Aus Wohneigentum kann offenbar so etwas wie bürgerliches Engagement eher erwachsen. Auch wenn die ersten Beispiele solcher Gemeinschaftsprojekte, etwa am Friedrichswerder in Berlin, noch ziemlich chaotisch daherkommen, zu bunt, zu überladen, sollte man nicht mit einer Gestaltungssatzung dagegenhalten. Die Gestaltungssatzung ist wieder so ein obrigkeitliches Instrument; das brauchen wir nicht. Wir benötigen einfach etwas Geduld. Das nächste Projekt wird sicherlich schon besser. Und dann, nach ein, zwei Generationen, wird es auch den Architekten einfach zu blöd geworden sein, immer nur von einem Extrem ins nächste zu wechseln, eben weil die Bauherren Haus und Stadt nicht länger als Konsumgut begreifen. Und eines Tages wird es vielleicht wieder feinere Unterschiede geben, so, wie man dies in einer Stadt wie Görlitz beobachten kann. Ausschließlich in dieses Prinzip setze ich Hoffnung beim Bauen von Häusern und Stadtquartieren, aber auch beim Erhalten von Stadtstrukturen. Keine noch so geniale »Vision« wird hier helfen.

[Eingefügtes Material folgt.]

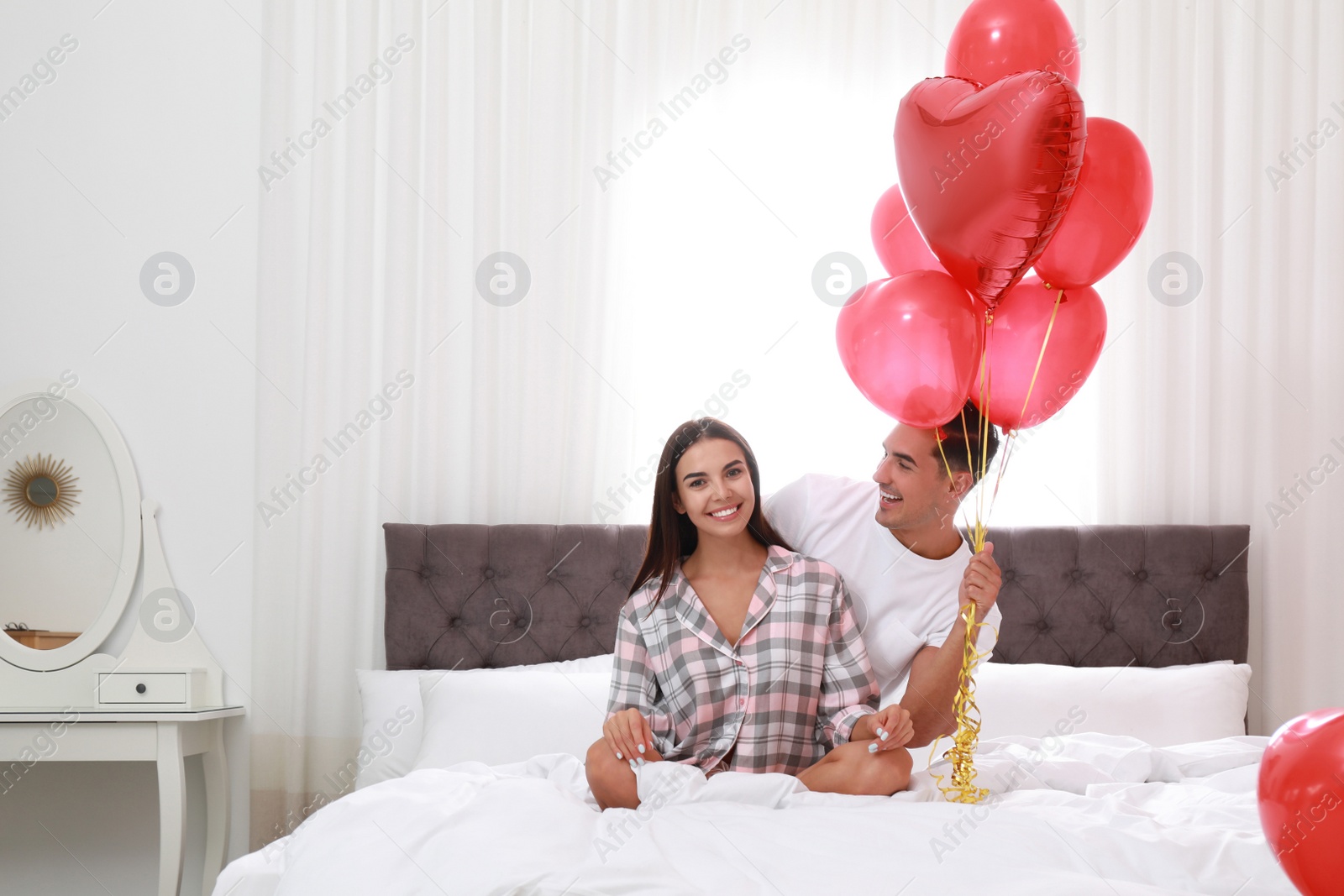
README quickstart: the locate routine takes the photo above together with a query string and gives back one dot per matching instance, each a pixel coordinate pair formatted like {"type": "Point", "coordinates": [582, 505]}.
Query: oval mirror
{"type": "Point", "coordinates": [69, 526]}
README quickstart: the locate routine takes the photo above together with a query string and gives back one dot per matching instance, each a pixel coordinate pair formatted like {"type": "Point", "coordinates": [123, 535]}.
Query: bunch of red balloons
{"type": "Point", "coordinates": [1000, 174]}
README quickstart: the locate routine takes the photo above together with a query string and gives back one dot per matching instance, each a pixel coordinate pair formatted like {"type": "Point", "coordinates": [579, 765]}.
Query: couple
{"type": "Point", "coordinates": [737, 652]}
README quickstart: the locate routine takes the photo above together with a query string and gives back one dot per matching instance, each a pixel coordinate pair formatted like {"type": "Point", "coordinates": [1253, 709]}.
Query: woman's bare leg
{"type": "Point", "coordinates": [850, 768]}
{"type": "Point", "coordinates": [612, 779]}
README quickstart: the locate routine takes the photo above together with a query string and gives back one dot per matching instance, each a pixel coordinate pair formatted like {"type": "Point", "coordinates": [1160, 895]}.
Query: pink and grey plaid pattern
{"type": "Point", "coordinates": [793, 687]}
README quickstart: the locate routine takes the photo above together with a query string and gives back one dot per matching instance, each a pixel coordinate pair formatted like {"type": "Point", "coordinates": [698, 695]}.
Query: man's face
{"type": "Point", "coordinates": [916, 490]}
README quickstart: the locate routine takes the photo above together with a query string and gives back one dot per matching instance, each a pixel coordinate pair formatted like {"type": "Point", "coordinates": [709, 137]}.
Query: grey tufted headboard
{"type": "Point", "coordinates": [465, 597]}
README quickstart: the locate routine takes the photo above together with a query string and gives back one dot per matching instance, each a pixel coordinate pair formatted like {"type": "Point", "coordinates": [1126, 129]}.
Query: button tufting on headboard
{"type": "Point", "coordinates": [1089, 595]}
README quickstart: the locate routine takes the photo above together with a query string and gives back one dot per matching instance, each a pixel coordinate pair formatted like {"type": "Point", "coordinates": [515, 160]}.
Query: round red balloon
{"type": "Point", "coordinates": [1014, 344]}
{"type": "Point", "coordinates": [1301, 801]}
{"type": "Point", "coordinates": [998, 38]}
{"type": "Point", "coordinates": [911, 345]}
{"type": "Point", "coordinates": [1108, 211]}
{"type": "Point", "coordinates": [988, 174]}
{"type": "Point", "coordinates": [897, 239]}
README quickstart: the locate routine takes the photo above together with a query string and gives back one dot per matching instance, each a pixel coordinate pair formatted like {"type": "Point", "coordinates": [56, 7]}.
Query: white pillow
{"type": "Point", "coordinates": [510, 715]}
{"type": "Point", "coordinates": [394, 715]}
{"type": "Point", "coordinates": [393, 720]}
{"type": "Point", "coordinates": [1162, 707]}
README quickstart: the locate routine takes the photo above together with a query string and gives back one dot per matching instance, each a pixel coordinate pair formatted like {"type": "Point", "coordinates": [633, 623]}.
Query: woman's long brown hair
{"type": "Point", "coordinates": [672, 535]}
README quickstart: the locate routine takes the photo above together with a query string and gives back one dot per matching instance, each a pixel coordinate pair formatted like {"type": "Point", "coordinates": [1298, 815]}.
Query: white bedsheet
{"type": "Point", "coordinates": [1079, 815]}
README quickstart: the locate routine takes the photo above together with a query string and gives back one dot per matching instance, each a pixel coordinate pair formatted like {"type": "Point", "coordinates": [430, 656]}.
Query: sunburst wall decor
{"type": "Point", "coordinates": [40, 490]}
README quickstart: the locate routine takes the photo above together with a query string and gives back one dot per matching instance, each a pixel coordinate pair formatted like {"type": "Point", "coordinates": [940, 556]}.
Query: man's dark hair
{"type": "Point", "coordinates": [954, 443]}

Deswegen irritiert es mich, wenn im Rahmen der städtebaulichen Planung zahllose Fördermechanismen, Programme, Richtlinien, Strategien usw. aufgelistet werden. Das kenne ich aus den 1960er Jahren. Ich weiß, dass daraus nichts Brauchbares entstanden ist. Ich weiß aber auch, dass damals in Kreuzberg bei der Hämer-IBA junge Leute zusammengekommen sind, um den Spekulanten den Zugang zu den Häusern zu verwehren und zu verhindern, dass im Zuge der »Stadtsanierung« die Dächer aufgerissen werden und damit die Bausubstanz ruiniert wird. Denn die alteingesessenen Mieter hätte eine solche Stadtzerstörung, die lange Zeit als Glücksverheißung erschien, in die Großsiedlungen an den Stadtrand verbannt.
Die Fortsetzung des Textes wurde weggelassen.